AUTHOR=Yang Huan , Cai Rui , Kong Ziyan , Chen Ying , Cheng Chen , Qi Suhua , Gu Bing
TITLE=Teasaponin Ameliorates Murine Colitis by Regulating Gut Microbiota and Suppressing the Immune System Response
JOURNAL=Frontiers in Medicine
VOLUME=7
YEAR=2020
URL=https://www.frontiersin.org/journals/medicine/articles/10.3389/fmed.2020.584369
DOI=10.3389/fmed.2020.584369
ISSN=2296-858X
ABSTRACT=Background: Dietary intervention is an exciting topic in current research of inflammatory bowel disease (IBD). The effect of teasaponin (TS) on IBD has not been fully elucidated. Here, we aim to investigate the intestinal anti-inflammatory activity of TS in a dextran sodium sulfate (DSS)-induced colitis mouse model and identify potential mechanisms.

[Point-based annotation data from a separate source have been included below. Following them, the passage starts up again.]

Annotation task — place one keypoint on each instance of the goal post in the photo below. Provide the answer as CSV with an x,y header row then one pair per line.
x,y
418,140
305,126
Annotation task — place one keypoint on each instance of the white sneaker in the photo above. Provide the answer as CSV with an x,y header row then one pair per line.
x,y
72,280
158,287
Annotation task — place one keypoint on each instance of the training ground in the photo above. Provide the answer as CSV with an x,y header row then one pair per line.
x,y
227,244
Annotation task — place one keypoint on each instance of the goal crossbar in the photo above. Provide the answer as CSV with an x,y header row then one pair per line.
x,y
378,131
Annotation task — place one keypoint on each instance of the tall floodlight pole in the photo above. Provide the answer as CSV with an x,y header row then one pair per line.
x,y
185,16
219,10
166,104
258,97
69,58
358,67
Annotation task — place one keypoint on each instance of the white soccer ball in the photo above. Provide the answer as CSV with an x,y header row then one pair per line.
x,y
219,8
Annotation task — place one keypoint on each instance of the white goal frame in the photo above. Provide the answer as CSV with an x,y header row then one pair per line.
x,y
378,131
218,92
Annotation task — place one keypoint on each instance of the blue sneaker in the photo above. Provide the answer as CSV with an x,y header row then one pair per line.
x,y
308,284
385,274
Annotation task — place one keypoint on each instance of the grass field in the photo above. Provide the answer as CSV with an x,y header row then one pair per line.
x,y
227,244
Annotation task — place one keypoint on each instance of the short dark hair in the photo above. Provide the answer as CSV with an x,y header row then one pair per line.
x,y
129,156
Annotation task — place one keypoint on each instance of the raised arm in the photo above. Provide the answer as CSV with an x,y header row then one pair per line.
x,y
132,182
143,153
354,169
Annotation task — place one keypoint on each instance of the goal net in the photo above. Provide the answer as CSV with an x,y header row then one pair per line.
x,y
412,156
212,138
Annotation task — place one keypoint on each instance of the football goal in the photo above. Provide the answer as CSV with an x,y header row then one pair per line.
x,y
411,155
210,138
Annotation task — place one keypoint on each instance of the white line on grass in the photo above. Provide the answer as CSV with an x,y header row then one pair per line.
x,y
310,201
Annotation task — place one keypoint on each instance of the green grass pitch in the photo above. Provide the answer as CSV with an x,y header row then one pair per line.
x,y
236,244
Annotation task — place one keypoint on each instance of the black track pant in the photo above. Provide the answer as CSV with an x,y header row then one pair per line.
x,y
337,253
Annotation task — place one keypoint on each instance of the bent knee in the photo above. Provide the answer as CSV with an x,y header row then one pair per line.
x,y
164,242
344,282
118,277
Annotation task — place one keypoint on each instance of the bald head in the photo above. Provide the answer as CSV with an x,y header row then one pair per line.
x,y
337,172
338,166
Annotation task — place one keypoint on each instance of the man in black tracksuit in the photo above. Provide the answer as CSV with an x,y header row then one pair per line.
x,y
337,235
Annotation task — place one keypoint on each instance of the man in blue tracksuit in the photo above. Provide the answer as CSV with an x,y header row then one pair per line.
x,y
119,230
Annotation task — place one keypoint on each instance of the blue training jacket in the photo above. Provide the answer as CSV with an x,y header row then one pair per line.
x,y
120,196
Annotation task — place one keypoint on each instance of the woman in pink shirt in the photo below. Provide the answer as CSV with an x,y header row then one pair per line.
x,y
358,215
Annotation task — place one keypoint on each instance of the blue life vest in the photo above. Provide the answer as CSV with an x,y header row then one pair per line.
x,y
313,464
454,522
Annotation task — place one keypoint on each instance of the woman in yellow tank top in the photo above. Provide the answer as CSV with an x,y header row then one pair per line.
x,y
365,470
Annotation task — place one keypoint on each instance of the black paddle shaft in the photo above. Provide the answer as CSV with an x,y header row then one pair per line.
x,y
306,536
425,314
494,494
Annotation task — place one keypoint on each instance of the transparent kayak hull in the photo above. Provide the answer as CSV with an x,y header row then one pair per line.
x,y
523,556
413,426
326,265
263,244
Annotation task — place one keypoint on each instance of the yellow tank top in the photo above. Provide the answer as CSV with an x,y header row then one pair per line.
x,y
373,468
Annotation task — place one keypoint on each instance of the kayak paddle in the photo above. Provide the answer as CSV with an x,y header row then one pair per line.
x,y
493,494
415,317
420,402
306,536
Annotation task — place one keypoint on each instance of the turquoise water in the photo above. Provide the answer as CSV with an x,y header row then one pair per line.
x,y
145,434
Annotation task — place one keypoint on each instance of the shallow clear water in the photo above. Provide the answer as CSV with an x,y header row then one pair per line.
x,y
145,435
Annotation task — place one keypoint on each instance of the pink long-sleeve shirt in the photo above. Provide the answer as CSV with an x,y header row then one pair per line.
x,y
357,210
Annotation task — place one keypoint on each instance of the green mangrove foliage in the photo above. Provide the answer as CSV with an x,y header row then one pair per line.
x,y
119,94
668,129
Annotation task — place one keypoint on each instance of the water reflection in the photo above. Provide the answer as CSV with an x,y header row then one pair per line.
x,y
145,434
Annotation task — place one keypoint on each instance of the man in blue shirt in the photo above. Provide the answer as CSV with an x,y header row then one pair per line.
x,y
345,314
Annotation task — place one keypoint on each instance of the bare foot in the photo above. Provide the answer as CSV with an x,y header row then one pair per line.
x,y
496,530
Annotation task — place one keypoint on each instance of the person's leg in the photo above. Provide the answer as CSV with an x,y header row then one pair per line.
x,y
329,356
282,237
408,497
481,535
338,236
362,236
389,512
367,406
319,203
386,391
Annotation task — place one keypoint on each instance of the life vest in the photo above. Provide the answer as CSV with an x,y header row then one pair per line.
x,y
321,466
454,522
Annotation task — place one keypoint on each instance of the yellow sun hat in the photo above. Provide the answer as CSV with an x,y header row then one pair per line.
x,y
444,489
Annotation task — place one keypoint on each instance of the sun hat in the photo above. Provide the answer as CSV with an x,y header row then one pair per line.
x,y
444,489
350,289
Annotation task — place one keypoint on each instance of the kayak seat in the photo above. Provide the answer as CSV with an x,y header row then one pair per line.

Methods: We applied TS to mice with DSS-induced colitis and then monitored the body weight, disease activity index (DAI) daily. When sacrificed, the intestinal permeability was measured. The analysis of mucin and tight junction proteins was conducted. We detected the inflammatory cytokines, the immune cells and related inflammatory signaling pathways. In addition, the gut microbiota were analyzed by 16S rRNA sequencing and we also performed fecal microbiota transplantation (FMT).
Results: It showed that TS ameliorated the colonic damage by lowering the DAI, prolonging the colon length, reducing inflammatory cytokines and improving the mucus barrier. Parallel to down-regulation of the inflammatory cytokines, the fecal lipocalin 2, p-P65, p-STAT3, and neutrophil accumulation were also decreased in TS-treated mice. Microbiota characterization showed that Campylobacteria, Proteobacteria, Helicobacter, and Enterobacteriaceae were the key bacteria associated with IBD. In addition, TS could reverse the Firmicutes/Bacteroidetes (F/B) ratio and increase the beneficial bacteria, including Akkermansia and Bacteroides. TS ameliorated DSS-induced colitis by regulating the gut microbiota, and the gut microbiota could regulate gut inflammation.
Conclusions: These studies demonstrated that TS ameliorated murine colitis through the modulation of immune response, mucus barrier and gut microbiota, thus improving gut dysbiosis. In addition, the gut microbiota may play an important role in regulating the host's innate immune system, and the two coexist and are mutually beneficial. We provide a promising perspective on the clinical treatment of IBD.